Using rm -rf $(readlink temporary) has some flaws: it will fail if the directory name has spaces. Try it:

$ mkdir 'I have spaces'
$ ln -s 'I have spaces' test
$ ls -log
drwxr-xr-x 2 4096 Oct 31 19:19 I have spaces
lrwxrwxrwx 1   14 Oct 31 19:19 test -> I have spaces/
$ rm -rf $(readlink test)
$ ls -log
drwxr-xr-x 2 4096 Oct 31 19:19 I have spaces
lrwxrwxrwx 1   14 Oct 31 19:19 test -> I have spaces/

and is dangerous if the directories I, have and spaces already exist.

Adding quotes helps:

$ rm -rf "$(readlink test)"
$ ls -log
lrwxrwxrwx 1 14 Oct 31 19:19 test -> I have spaces/

(shown in read, since the symlink now points to nothing).
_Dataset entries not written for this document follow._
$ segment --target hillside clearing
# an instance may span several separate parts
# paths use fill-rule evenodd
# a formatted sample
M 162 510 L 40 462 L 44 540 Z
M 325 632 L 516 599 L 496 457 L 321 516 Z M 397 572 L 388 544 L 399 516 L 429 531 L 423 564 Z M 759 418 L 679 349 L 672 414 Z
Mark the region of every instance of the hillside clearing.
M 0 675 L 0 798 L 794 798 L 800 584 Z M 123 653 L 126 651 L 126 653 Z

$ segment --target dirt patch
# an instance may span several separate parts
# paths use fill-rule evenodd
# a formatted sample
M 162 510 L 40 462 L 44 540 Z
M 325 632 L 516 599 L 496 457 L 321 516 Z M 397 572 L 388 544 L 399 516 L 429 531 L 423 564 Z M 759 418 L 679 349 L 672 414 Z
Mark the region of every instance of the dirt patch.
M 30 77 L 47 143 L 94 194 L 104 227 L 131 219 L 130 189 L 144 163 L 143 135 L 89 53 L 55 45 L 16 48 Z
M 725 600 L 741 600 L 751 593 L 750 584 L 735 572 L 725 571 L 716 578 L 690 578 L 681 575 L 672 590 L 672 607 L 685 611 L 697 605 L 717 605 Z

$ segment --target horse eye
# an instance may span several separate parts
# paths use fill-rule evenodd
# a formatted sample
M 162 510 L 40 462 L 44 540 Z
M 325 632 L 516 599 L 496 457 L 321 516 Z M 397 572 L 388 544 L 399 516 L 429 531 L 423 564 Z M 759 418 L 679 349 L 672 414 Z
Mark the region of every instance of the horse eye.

Yet, there's still a case where this fails. Look

$ mkdir $'a dir with a trailing newline\n'
$ ln -s $'a dir with a trailing newline\n' test
$ ls -log
drwxr-xr-x  2 4096 Oct 31 19:30 a dir with a trailing newline?
lrwxrwxrwx  1   31 Oct 31 19:30 test -> a dir with a trailing new line?
$ rm -rf "$(readlink test)"
$ ls -log
drwxr-xr-x  2 4096 Oct 31 19:30 a dir with a trailing newline?
lrwxrwxrwx  1   31 Oct 31 19:30 test -> a dir with a trailing new line?

What??????

So, what can I do?

If you're using bash, a good strategy is the following: use cd with the -P option, to cd into the directory after all links have been dereferenced. Watch the difference:

$ cd test
$ pwd
/home/gniourf/lalala/test
$ cd ..
$ cd -P test
$ pwd
/home/gniourf/lalala/a dir with a trailing newline

$ # Cool!

Type help cd for more help about the cd bash builtin. You'll read that cd has another switch, namely -L which is the one used by default.

Now what?

Well, the strategy could be to cd -P into the directory, and use that. The problem is that I can't delete the directory I'm in (well, in fact I could, see the bottom of this post). Try it:

$ rm -rf .
rm: cannot remove directory: `.'

And sudo will not help much here.

So I could cd -P in that directory, and save the working directory in a variable, and then come back to where I were. That's a beautiful idea! But how do you guys "save the current the working directory in a variable"? how do you tell what directory you're in? I'm sure you all know the pwd command. (Oh, I actually used it 2 minutes ago). But if I do:

$ saved_dir=$(pwd)

I'll run in the same trouble because of the trailing newline. Fortunately, Bash has the variable PWD that automagically contains the working directory (with the trailing newline, if necessary).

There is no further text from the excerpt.